Whether you love them or hate them, Microsoft is willing to pay you cold, hard cash just for using their Live.com cashback service to buy things online. The idea is that you simply use their search engine to compare products and prices, then click-through to the selected online store. When you make your purchase, you earn cashback from Microsoft. Easy as that.

Keep saving money each time you use Live Search cashback. Every time you make a qualifying purchase, we’ll send you an email to confirm your Live Search cashback savings. Usually 60 days after your purchase (although this time period may vary for some stores), and when your cashback account reaches a balance of at least $5, you can claim your cold, hard cash.

Microsoft wants to increase exposure to their search engine, and they may have some success by paying people in this manner. They hope that by offering this juicy incentive, you will not only use their search engine for online shopping, but for all your other search-related needs. Hmm, maybe they will win a few converts.

Now let me tell you how it really works. Google will continue to dominate the search arena, and people like myself will simply click-through to a specific store when buying things online just to harvest the cash from Microsoft.

Speaking of which, here is a list of stores (sorted alphabetically). With regard to technology, I’m pleased to see Newegg.com on the list – currently earning 5.5% cashback.

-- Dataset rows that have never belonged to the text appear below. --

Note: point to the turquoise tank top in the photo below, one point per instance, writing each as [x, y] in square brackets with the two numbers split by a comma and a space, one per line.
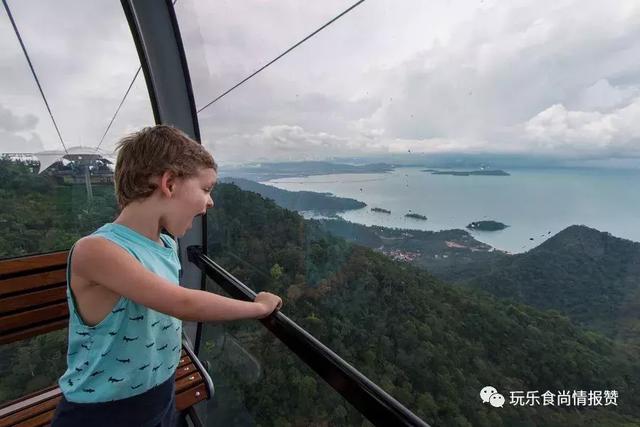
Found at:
[134, 348]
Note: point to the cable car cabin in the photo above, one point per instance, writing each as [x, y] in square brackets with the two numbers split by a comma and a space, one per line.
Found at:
[33, 288]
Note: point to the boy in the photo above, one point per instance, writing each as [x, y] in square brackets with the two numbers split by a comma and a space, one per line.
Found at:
[125, 304]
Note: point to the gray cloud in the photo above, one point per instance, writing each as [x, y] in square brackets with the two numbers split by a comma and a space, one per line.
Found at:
[12, 123]
[390, 77]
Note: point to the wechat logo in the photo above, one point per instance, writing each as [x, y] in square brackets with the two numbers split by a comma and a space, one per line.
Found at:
[490, 395]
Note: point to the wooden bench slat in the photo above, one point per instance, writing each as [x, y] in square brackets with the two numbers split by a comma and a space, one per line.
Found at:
[33, 281]
[19, 265]
[20, 291]
[25, 319]
[33, 299]
[38, 409]
[21, 411]
[29, 332]
[191, 396]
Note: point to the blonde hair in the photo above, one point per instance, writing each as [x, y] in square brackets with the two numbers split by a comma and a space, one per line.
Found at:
[151, 152]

If you’re a TigerDirect fan, you can earn 10% cashback from Microsoft! Some other examples currently include:

  • Lenovo – 10% cashback
  • Overstock.com – 4 to 14% cashback
  • Creative Products – 10% cashback
  • Shop4tech.com – 12% cashback

If you’re planning a new computer build from Newegg anytime soon, or are eyeing a new Lenovo laptop, you should use the Live cashback system and let Microsoft reimburse part of the cost to you. It certainly won’t cost you anything extra to do so.

Check it out: a few days ago I decided to buy a new USB flash drive from Newegg, so I clicked-through, spent a whopping $9 on a drive from Crucial, and then checked my Live cashback account. Lo and behold, $0.50 had already been deposited into my account. I’m rich!

Once I hit $5, Microsoft will pay me (through PayPal, direct deposit, or a mailed check). Hmm, I wonder if I have any friends who will let me buy parts for them online (then pay me back in cash)? Earning cashback could turn into a side job!